Who Wants To Be A Millionaire? Your Final Project Will Be To
Who Wants To Be A Millionaireyour Final Project Will Be To Create A Qu
Your final project will be to create a quiz game similar to “Who Wants to be a Millionaire?†Requirements: • Your game will include 5 questions. • You will ask the user multiple choice questions (in increasing difficulty if possible). • Each question, if answered correctly, will have a point value attached to it. The point values should be as follows: 100, 200, 500, 1000, 2000. • Unlike the game on T.V., the score will be an accumulation of the points earned throughout the game and the user may continue if he/she answers incorrectly. Show the user’s point total after each question. • At the end of the game, the user should be given the option to play again if he/she chooses. • Include a text file called “highscore.txt” that stores the highest scoring player’s first name and score. Update the text file if the user scores the highest score. • Include at least three functions in your program. Input Validation: The user must choose valid options from menus. Grading Criteria: 1. Algorithm 2. Text File manipulation -Read from file -Compare to score in file -Write to file 3. Loops/If Structures -Game ends at correct place -Play as many times as user wishes -Game and score resets 4. Score Accumulation 5. Functions
Paper For Above instruction
Creating an engaging and functional quiz game inspired by “Who Wants to Be a Millionaire” involves detailed planning, effective programming, and user-focused design. This project requires implementing core programming concepts such as functions, loops, conditionals, file manipulation, and input validation, culminating in an interactive game that tracks high scores and allows repeated play.
The foundation of this project is designing a quiz engine that asks five multiple-choice questions of increasing difficulty. Each question is assigned a specific point value—100, 200, 500, 1000, and 2000—that accumulates as the user answers correctly. If the user answers incorrectly, the game should still display the accumulated score, and the game continues unless the user chooses to end or restart.
An essential feature of this game is maintaining a high score record, stored in a text file named “highscore.txt”. The program reads from this file at the start to compare the current user’s total score and updates it if a new high score is achieved. This involves reading and writing to a text file, a core aspect of file manipulation and data persistence in programming.

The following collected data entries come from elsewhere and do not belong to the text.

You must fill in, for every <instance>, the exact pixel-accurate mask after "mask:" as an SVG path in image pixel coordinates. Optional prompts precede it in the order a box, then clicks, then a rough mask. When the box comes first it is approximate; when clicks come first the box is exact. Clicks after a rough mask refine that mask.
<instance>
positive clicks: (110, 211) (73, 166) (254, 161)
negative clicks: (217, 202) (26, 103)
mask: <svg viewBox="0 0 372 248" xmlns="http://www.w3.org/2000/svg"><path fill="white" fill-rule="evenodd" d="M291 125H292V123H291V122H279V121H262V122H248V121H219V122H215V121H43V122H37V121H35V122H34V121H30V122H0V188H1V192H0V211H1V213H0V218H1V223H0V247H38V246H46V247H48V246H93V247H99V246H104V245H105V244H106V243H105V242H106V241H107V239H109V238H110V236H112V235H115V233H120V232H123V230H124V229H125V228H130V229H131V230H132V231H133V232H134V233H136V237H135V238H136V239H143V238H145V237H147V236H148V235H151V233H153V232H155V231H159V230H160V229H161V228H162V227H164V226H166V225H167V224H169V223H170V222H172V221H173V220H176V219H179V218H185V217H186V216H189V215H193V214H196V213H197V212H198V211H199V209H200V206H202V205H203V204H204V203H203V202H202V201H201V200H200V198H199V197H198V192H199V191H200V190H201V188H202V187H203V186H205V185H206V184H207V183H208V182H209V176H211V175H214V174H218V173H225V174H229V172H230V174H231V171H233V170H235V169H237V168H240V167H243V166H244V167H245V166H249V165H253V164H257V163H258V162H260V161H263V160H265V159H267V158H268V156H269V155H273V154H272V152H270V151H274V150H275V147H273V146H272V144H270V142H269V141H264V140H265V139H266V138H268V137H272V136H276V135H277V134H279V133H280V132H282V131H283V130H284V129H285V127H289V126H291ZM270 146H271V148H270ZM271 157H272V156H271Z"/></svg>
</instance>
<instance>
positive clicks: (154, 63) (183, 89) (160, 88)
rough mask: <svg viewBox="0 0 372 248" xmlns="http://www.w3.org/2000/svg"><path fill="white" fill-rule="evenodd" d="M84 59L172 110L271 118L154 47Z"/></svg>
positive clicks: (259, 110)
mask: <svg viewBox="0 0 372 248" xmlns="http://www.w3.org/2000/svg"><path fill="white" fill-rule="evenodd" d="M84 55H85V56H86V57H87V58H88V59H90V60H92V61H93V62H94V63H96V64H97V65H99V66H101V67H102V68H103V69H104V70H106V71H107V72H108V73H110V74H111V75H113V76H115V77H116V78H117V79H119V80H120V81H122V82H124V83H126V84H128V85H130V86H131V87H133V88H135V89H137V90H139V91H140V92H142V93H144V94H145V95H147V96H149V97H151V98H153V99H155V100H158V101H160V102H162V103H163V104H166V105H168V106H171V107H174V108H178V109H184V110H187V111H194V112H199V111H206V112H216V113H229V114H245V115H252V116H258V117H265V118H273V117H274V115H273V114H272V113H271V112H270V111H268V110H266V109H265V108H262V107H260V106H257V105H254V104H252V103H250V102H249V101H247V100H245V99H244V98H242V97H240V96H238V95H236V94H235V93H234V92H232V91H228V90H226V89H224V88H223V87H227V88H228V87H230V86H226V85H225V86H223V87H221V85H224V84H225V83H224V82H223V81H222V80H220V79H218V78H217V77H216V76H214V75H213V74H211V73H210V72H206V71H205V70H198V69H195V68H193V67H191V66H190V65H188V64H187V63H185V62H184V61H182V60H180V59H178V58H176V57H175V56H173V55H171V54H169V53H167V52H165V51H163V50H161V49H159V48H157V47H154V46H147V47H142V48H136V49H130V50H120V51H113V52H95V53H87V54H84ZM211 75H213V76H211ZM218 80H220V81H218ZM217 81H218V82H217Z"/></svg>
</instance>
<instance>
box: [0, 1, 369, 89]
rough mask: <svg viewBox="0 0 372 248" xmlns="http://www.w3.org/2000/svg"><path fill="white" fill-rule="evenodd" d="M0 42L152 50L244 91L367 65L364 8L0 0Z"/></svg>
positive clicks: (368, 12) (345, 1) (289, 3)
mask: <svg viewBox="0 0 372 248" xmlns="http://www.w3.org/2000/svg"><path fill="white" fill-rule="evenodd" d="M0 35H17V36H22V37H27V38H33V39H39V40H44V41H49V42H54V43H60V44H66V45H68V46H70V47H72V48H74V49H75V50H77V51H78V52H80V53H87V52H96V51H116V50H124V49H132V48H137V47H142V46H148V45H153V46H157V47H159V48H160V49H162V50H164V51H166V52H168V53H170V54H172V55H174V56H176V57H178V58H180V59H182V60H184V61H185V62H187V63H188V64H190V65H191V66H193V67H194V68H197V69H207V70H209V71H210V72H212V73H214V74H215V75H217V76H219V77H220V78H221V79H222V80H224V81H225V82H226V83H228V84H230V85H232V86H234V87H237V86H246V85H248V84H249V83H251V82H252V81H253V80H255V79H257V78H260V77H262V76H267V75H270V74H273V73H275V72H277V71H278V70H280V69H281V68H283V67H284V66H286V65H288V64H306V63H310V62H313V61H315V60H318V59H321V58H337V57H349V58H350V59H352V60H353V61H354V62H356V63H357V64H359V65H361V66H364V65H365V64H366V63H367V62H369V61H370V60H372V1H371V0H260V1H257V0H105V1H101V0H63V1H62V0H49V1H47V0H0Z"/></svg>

Implementing robust input validation is critical to ensure that users select valid options when answering questions and making menu choices. The game must handle invalid inputs graciously, prompting users to re-enter valid options, thereby enhancing usability and preventing runtime errors.
The game structure should extensively employ loops and conditional statements. Loops facilitate playing multiple rounds, allowing the user to decide whether to continue after each game. Conditional statements determine the flow of the game, such as ending the game upon incorrect answers or updating the high score if necessary.
Functions are vital for modularity and readability, with at least three functions encapsulating core functionalities like asking questions, updating scores, and handling file operations. Clear function definitions make the program more maintainable and scalable.
In summary, this project combines fundamental programming principles to develop a complete, interactive quiz game. It emphasizes user interaction, data management, and code structuring, providing an engaging way to practice algorithm development, file I/O, control structures, and function utilization.